Two infrastructure projects derided by Senate Republicans were dropped from the $1.9 trillion COVID-19 relief bill Tuesday following deliberations with a key Senate official, according to a spokesperson for House Speaker Nancy Pelosi.

Pelosi spokesperson Drew Hammill said the bill’s funding for an expansion of the BART, a subway system serving the San Francisco Bay Area, was struck from the bill because it was “part of a pilot project.” And $1.5 million in funding for a bridge between part of upstate New York and Canada was also scrapped.

“Now that the two projects that Republicans misled the public about in the House bill have been removed, it is unclear how Republicans will justify their opposition to the American Rescue Plan, which has strong bipartisan support among the public,” Hammill said.

The projects had drawn fierce opposition from Republicans, who derided them as unrelated pet projects for Democratic leaders.

Sen.
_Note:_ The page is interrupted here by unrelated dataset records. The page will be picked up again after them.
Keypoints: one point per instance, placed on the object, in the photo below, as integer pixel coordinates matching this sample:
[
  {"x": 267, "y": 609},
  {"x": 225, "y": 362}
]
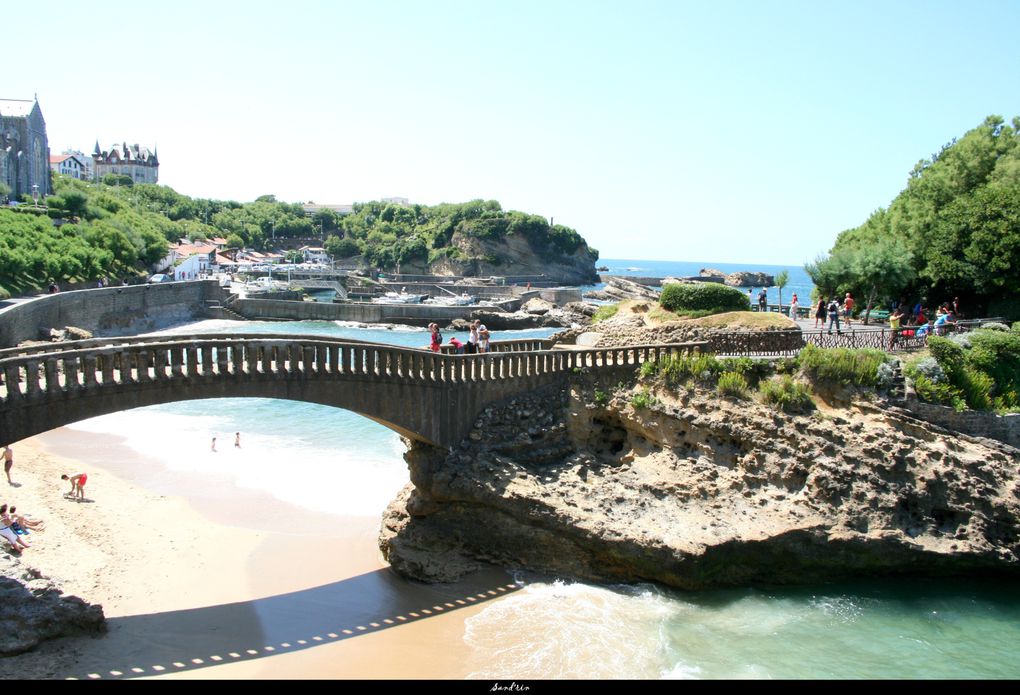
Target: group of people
[
  {"x": 13, "y": 526},
  {"x": 832, "y": 309},
  {"x": 477, "y": 339}
]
John Barrasso, R-Wyo., said Tuesday, "This is the way Nancy Pelosi gets $140 million for her tunnel of love to Silicon Valley."

The bridge, however, was in the district of Rep. Elise Stefanik, R-N.Y., a top Trump backer, and had originally been part of a funding request under President Donald Trump’s administration by then-Transportation Secretary Elaine Chao.

The bridge had been dropped during deliberations because the congresswoman representing its district, Stefanik, did not advocate for it, according to a Senate source.

Stefanik spokesperson Karoline Leavitt said the bridge funding had been a “bad, bad deal” relative to the amounts of funding for other projects in the bill, calling the spat a “swing and a miss” for Pelosi.